JPMorgan sacrifices CDS engine to open source in bid to stave off legislation

JPMorgan sacrifices CDS engine to open source in bid to stave off legislation

JPMorgan is to hand over its inhouse-developed CDS analytical engine to the International Swaps and Derivatives Association to run as an open platform in an effort to increase transparency in credit default swaps pricing and stave off legislation.

The CDS analytical engine, originally developed by the Quantitative Research group at JPMorgan, is widely used in the industry to price CDS contracts.

Isda says it will make the technology available as open source code, thereby increasing transparency around CDS pricing.

Robert Pickel, executive director and chief executive officer, Isda, describes the initiative as another measure of the industry's efforts to raise transparency and increase standardisation in CDS trading.

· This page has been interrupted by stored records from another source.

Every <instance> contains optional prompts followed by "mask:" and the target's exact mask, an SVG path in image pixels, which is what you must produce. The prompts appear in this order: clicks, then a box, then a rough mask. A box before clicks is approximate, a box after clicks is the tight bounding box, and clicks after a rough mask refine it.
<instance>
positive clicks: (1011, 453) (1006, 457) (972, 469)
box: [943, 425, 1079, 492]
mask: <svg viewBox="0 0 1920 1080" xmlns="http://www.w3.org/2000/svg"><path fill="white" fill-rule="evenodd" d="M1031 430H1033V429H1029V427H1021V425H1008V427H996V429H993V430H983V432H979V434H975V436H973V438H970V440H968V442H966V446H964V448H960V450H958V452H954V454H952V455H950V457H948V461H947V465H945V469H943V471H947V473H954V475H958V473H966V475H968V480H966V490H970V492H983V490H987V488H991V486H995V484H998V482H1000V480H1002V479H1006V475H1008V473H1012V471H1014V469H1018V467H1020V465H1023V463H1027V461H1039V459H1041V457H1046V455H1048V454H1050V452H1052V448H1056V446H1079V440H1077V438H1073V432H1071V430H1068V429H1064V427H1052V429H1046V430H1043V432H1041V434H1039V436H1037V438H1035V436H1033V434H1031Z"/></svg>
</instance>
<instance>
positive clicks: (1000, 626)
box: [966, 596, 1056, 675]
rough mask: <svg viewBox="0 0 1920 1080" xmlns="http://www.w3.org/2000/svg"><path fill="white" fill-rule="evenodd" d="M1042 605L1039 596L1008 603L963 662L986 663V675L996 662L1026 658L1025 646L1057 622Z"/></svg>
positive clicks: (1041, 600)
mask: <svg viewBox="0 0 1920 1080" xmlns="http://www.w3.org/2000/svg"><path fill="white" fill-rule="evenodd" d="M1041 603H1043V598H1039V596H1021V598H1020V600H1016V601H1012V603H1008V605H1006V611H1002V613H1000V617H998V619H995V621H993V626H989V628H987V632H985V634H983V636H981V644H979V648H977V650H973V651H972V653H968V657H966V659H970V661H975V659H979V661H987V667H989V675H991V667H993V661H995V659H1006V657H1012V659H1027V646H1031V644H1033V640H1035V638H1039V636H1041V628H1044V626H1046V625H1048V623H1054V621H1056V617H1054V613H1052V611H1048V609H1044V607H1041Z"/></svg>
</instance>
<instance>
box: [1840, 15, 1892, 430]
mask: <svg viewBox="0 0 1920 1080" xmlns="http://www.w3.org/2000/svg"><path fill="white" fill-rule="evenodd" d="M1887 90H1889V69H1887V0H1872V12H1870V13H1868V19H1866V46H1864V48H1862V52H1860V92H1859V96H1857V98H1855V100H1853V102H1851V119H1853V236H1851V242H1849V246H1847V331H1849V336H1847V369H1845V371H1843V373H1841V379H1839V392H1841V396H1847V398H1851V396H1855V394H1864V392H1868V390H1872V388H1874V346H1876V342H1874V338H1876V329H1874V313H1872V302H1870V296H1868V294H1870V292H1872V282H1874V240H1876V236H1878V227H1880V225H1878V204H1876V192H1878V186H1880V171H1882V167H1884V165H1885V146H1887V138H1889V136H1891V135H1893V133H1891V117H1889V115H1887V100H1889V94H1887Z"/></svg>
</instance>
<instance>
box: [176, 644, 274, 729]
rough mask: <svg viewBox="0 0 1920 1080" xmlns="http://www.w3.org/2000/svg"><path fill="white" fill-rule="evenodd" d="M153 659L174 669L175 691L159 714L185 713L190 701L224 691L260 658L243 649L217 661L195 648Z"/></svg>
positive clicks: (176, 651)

"JPMorgan has invested a lot of intellectual capital in this analytical engine," he says. "Its willingness to assign this to Isda for us to make it available as open source to the entire industry demonstrates our collective commitment to the integrity of the CDS product."

The move comes as Isda fights a draft US bill proposed by congressman Collin Peterson that would ban most forms of CDS trading.

"This bill would increase the cost and reduce the availability of essential risk management tools while failing to address the true causes of the credit crisis," says Eraj Shirvani, Isda chairman and head of European and Pacific credit sales and trading at Credit Suisse.